Je peux décider chaque jour de vivre en pleine conscience de ce que cette vie qui m'est donnée a plus de réalité, plus de densité et plus de richesse que tout ce qu'il m'aura été donné de lire des œuvres humaines.
Je laisse Elea et Païkan dans leur silence de glace car je préfère à leur idylle imaginée la vérité tactile de ta joue que je croque là.
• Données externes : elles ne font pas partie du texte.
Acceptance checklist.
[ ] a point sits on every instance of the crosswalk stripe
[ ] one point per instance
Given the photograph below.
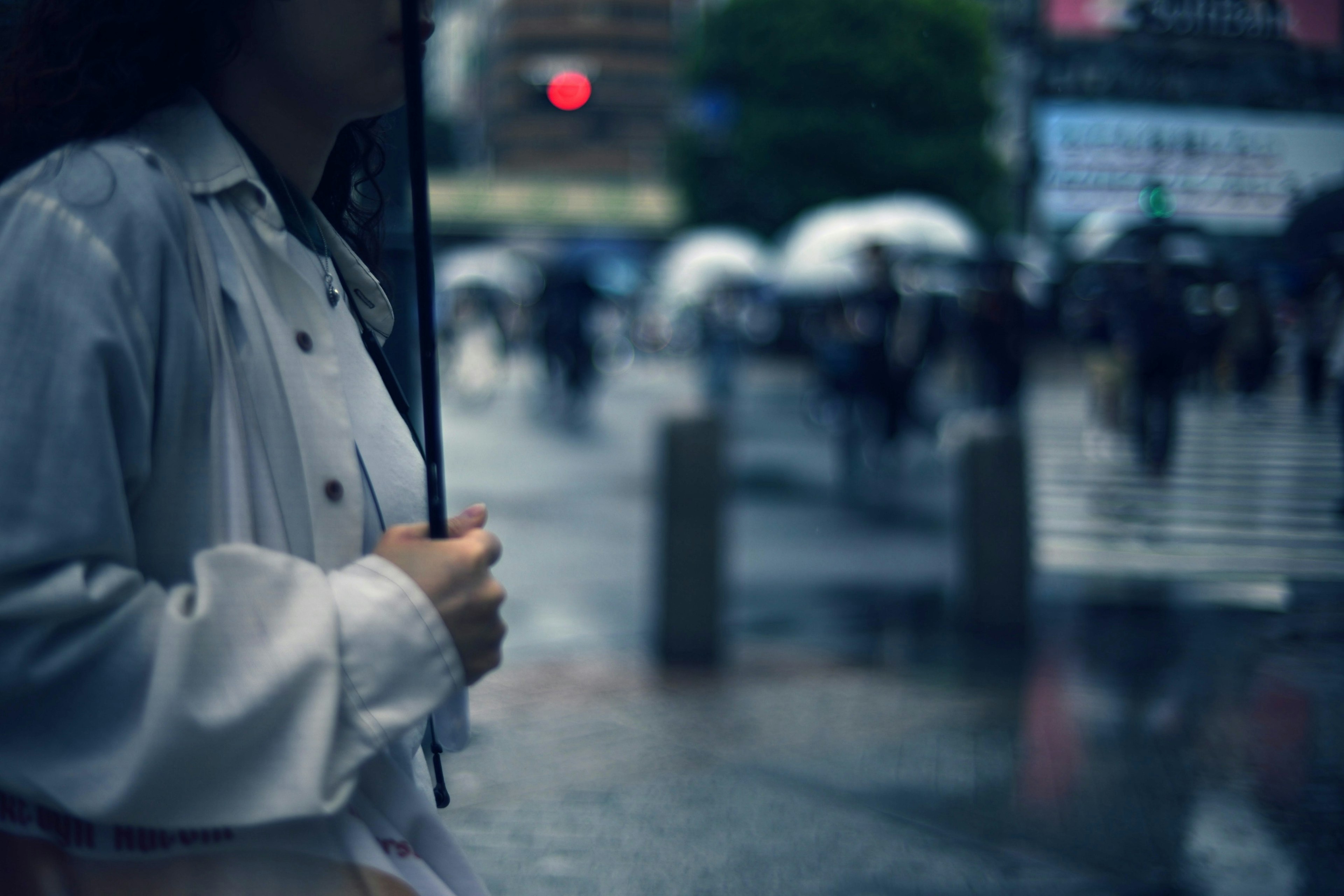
(1252, 492)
Il n'y a de bonne vie que celle qui s'invente d'un instant l'autre, et tant pis pour la peur, la peur que je mange et dont je me fais un habit, qui trempe l'eau dont je me lave, la bière avec laquelle nous trinquons, et la chaux blanche dont nous avons baigné nos murs. Peur, je t'adopte et désormais tu marcheras avec moi sans m'être hostile. Tu seras simplement là, chienne briarde à mon côté, ton regard de brave bête dissimulé par tes longs poils. Tu seras bonne et fidèle ; la chaleur de ton côté me rappellera qu'il n'y a de vie que celle que nous parcourons ensemble.

C'était un premier essai qui ne dérive guère des notes que vous pouvez lire ici, mais je me dis que cet outil pourrait m'aider à m'essayer à la fiction. A suivre.